Cumene hydroperoxide was tested in a Micronucleus test (Standard NTP Protocol); the results are available in the Internet; the substance was applied dermally to male and female mice for 13 weeks and than erythrocytes were examined for the presence of micronuclei; under the conditions of this test cumene hydroperoxide was negative in the in vivo mouse micronucleus test.

Endpoint conclusion

Endpoint conclusion:

no adverse effect observed (negative)

Additional information

Additional information from genetic toxicity in vivo:

The effects on the test substance in bacterial assays are weakly positive, which was confirmed by tests on structural analogues, o.a. cumenehydroperoxide, which showed positive responses. No effects were found in a chromosome aberration test in Chinese Hamster Lung cells with and without metabolic activation. The structural analogue cumene hydroperoxide was negative in an in vivo micronucleus test. No in vivo tests with the test substance are available, but the test with cumenehydroperoxide is considered to represent a worst case.
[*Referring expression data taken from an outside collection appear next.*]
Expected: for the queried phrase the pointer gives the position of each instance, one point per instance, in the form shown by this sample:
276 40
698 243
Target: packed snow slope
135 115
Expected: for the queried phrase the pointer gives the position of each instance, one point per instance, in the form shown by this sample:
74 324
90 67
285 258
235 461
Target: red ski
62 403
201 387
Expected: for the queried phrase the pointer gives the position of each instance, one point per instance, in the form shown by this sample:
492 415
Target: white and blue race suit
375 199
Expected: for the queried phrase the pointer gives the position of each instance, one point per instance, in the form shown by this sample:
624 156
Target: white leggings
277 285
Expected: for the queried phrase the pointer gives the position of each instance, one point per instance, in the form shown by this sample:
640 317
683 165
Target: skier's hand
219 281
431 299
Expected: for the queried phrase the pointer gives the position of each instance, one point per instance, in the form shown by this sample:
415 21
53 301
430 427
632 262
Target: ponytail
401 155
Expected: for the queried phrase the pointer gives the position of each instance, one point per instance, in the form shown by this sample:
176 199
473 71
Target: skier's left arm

It is concluded that the test substance is not mutagenic.

Justification for selection of genetic toxicity endpoint
in vivo study with structural analogue according to standard protocol with sufficient detail to allow evaluation. The structural analogue is considered to be representative of a worst case situation (see attachment chapter 13 on read-across)

Justification for classification or non-classification

The test substance does not need to be classified for mutagenicity, as in a weight of evidence the combined results of in vitro and in vivo tests with either the test substance or the structural analogue cumene hydroperoxide were considered negative, i.e. non-mutagenic.